The Hon’ble Supreme Court observed that the three-fold test of relevance, identification and accuracy has to be satisfied before a Court admits a recorded conversation in evidence. However, the fact that the conversation was recorded without the consent and knowledge of the person speaking is not a prohibition on the admissibility of the evidence, as laid down by the Evidence Act and read into the statutory provisions by the Apex Court.
The Hon’ble Supreme Court further delved upon the applicability of Section 122 of the Evidence Act to a proceeding for divorce. It was observed that Section 122 of the Evidence Act deals with two parts – compellability and permissibility. It was observed that the husband in this case would have ordinarily been barred from disclosing any form of communication that was disclosed by the wife to him by virtue of being a privileged communication under Section 122. But due to the exception provided in that Section, the bar on the disclosure of such communication is lifted since the communication sought to be disclosed in the present case is in a proceeding between the husband and the wife, i.e., the petition filed by the husband for divorce under Section 13 of the Hindu Marriage Act.
The Hon’ble Supreme Court opined that what is barred in the instant case was the disclosure of the communication made by the wife to the husband by the latter standing in the witness box. But the communication that was made to the husband is itself not barred. The phone on which the conversation was recorded is no different from an eavesdropper.

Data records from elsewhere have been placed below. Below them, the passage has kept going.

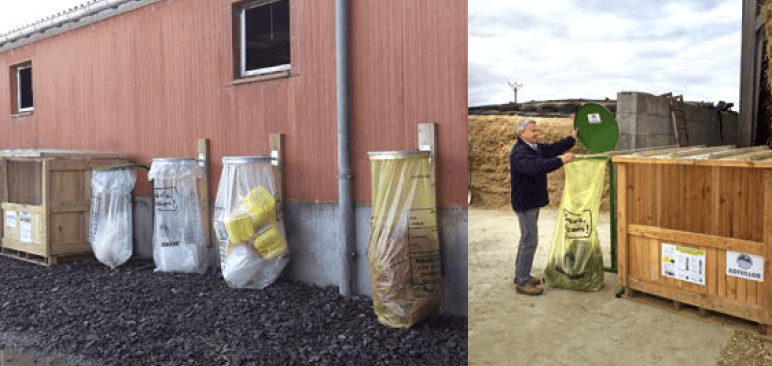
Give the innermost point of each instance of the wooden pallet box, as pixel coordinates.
(686, 222)
(46, 202)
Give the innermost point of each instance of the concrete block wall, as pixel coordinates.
(644, 121)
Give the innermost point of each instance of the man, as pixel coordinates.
(529, 163)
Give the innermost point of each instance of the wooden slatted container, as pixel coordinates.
(687, 214)
(46, 199)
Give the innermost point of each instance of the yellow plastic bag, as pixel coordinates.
(404, 249)
(269, 242)
(261, 205)
(575, 260)
(240, 228)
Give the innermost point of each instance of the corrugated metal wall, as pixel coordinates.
(152, 81)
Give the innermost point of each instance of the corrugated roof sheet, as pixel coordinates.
(87, 13)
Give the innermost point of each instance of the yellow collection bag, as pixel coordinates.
(575, 260)
(404, 249)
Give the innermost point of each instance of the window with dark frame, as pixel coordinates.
(265, 37)
(23, 88)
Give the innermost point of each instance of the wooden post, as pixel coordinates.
(767, 245)
(277, 162)
(3, 194)
(427, 141)
(622, 224)
(203, 189)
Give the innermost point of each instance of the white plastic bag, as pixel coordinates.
(110, 222)
(244, 217)
(178, 235)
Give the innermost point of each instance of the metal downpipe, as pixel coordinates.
(345, 189)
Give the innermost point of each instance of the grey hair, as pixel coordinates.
(521, 126)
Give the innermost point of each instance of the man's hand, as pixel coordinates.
(567, 157)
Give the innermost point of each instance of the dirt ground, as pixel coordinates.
(564, 327)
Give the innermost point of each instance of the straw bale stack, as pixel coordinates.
(490, 142)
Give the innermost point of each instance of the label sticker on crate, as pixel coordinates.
(166, 197)
(219, 229)
(425, 269)
(683, 263)
(578, 225)
(25, 227)
(744, 265)
(10, 219)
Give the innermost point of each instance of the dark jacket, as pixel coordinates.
(529, 170)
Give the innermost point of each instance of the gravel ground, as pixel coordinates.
(83, 313)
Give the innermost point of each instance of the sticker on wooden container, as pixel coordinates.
(10, 219)
(165, 197)
(425, 269)
(578, 225)
(422, 218)
(422, 240)
(745, 266)
(25, 227)
(683, 263)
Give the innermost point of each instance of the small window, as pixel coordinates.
(22, 88)
(265, 37)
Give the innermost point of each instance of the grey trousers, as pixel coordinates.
(529, 239)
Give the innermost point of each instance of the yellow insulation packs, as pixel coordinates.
(257, 225)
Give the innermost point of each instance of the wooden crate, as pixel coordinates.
(46, 199)
(712, 201)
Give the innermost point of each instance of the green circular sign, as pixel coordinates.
(598, 130)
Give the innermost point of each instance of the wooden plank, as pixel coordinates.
(731, 288)
(696, 239)
(758, 214)
(692, 152)
(731, 152)
(721, 273)
(750, 156)
(45, 187)
(634, 265)
(711, 268)
(277, 156)
(697, 162)
(654, 259)
(650, 153)
(768, 239)
(203, 190)
(726, 306)
(742, 291)
(622, 223)
(751, 298)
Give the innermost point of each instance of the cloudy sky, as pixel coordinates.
(562, 49)
(14, 14)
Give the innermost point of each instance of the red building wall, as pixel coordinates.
(152, 81)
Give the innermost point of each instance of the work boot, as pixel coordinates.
(533, 281)
(529, 289)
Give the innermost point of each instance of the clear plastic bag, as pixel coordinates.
(404, 250)
(178, 235)
(110, 222)
(575, 260)
(252, 242)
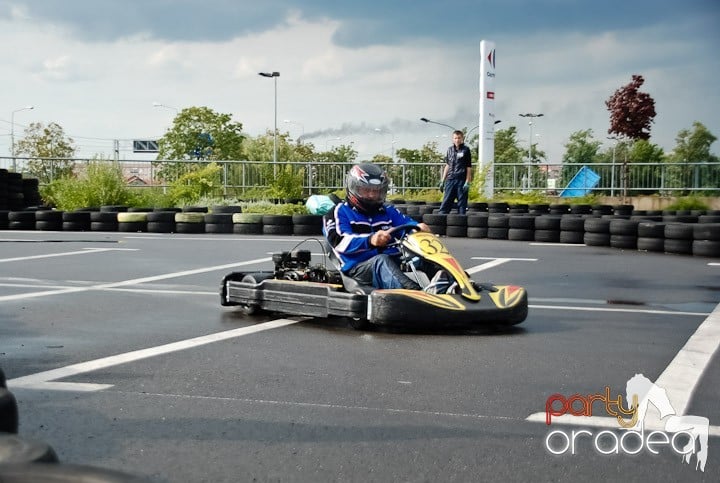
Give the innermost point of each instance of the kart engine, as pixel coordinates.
(295, 265)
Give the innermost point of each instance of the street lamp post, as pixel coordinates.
(302, 126)
(274, 76)
(531, 116)
(614, 139)
(160, 104)
(12, 133)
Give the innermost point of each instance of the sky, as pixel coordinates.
(352, 72)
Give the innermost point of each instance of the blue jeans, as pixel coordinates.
(382, 271)
(454, 189)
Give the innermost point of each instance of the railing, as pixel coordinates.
(237, 177)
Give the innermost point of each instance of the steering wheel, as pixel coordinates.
(400, 228)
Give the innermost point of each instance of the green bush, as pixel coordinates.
(688, 203)
(190, 187)
(100, 183)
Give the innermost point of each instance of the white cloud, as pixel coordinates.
(106, 89)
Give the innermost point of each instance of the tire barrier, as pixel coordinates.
(675, 232)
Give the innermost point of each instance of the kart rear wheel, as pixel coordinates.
(254, 278)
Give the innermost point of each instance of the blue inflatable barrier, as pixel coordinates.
(582, 183)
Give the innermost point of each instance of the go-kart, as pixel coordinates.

The restriction under Section 122 does not apply to the communication that was made by the wife to the husband and the same can also be proved by means other than the husband himself coming to the witness box to disclose that communication.
The Hon’ble Supreme Court also pointed out that Section 14 of the F.C. Act gives a wide discretion to the Family Courts in deciding matrimonial disputes since they can go beyond the strict rules of evidence in terms of relevance and admissibility while admitting any evidence which they think is relevant for the adjudication of the dispute at hand.
The Hon’ble Supreme Court further observed that before a Court of law, a relevant piece of conversation available on an electronic device should not be allowed to be shut out when it is the best evidence available for deciding the dispute. The erstwhile Evidence Act is a legislation that was more than a century old and therefore obviously could not encapsulate all the technologically varied challenges which the modern technology poses before us. That was the reason for the Parliament to amend the Evidence Act by incorporating Section 65B which specifically deals with electronic evidence.
The Hon’ble Supreme Court held that on weighing the respective rights of the parties in a trial within the parameters of Section 122 of the Evidence Act, there is no breach of right to privacy in the instant case. The Evidence Act does not concern itself with right to privacy vis-à-vis spouses which is evident on a reading of the Section and on discerning its plain meaning.
As a result, the Hon’ble Supreme Court set aside the impugned order passed by the High Court and restored the order passed by the Family Court with direction to treat the memory card/chip of the mobile phones, compact disc (CD) and transcript of the conversation recorded in memory card/chips of the mobile phones for the relevant period as evidence.